EUTHYPHRON
Prologue.
Euthyphron. — 2 Que t’arrive-t-il, Socrate ? D’où vient que tu délaisses le Lycée, où tu aimais à causer, et que maintenant tu te tiens ici, près du Portique royal[1] ? J’ai peine à croire que tu aies, comme moi, quelque procès devant l’archonte-roi ?
Socrate. — Mon affaire, Euthyphron, n’est pas ce qu’on appelle proprement à Athènes un procès ; c’est une poursuite criminelle.
Euthyphron. — Que dis-tu ? Quelqu’un donc aurait porté plainte contre toi ? b car je ne peux t’imputer, à toi, d’accuser personne.
Socrate. — Non, en effet.
Euthyphron. — Ainsi, il y a vraiment quelqu’un qui t’accuse ?
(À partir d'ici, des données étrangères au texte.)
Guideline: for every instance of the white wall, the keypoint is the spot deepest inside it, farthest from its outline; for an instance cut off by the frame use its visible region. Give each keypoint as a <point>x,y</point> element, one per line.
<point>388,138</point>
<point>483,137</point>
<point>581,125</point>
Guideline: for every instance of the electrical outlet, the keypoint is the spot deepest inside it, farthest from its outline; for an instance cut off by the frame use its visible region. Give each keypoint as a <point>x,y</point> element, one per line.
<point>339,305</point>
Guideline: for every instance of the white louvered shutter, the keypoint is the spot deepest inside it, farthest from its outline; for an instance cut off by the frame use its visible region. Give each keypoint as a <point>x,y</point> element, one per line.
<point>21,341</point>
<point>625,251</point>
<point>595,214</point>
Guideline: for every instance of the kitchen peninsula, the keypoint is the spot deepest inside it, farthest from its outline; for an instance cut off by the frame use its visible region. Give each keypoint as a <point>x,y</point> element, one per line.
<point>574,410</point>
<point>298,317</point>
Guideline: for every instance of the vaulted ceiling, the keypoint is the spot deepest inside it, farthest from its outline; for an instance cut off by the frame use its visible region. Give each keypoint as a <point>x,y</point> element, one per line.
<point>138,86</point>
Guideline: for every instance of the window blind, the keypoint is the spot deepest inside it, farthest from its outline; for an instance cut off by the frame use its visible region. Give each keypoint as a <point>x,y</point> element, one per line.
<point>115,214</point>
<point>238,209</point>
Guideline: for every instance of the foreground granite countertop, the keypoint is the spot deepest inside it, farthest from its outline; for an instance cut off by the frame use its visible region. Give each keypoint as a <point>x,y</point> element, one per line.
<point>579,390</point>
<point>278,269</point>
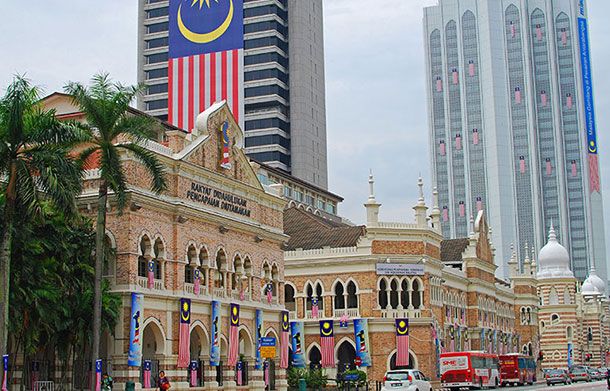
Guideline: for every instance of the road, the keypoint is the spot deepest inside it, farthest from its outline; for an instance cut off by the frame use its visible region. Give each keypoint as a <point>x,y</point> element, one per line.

Socrate. — Oui, positivement.
Euthyphron. — Qui est cet homme ?
Socrate. — Ma foi, Euthyphron, je ne le connais pas très bien moi-même ; cela tient sans doute à ce qu’il est jeune et sans notoriété. On le nomme, si je ne me trompe, Mélétos ; il est du dème Pitthos. Ne connaîtrais-tu pas, par hasard, un certain Mélétos de ce dème, avec des cheveux lisses, peu de barbe, un nez crochu ?
Euthyphron. — Non, je ne vois pas cela, Socrate. Mais, dis-moi, de quoi enfin peut-il bien c t’accuser ?
- ↑ Le Portique royal était l’édifice où siégeait l’Archonte-roi, de qui relevait partiellement la juridiction criminelle.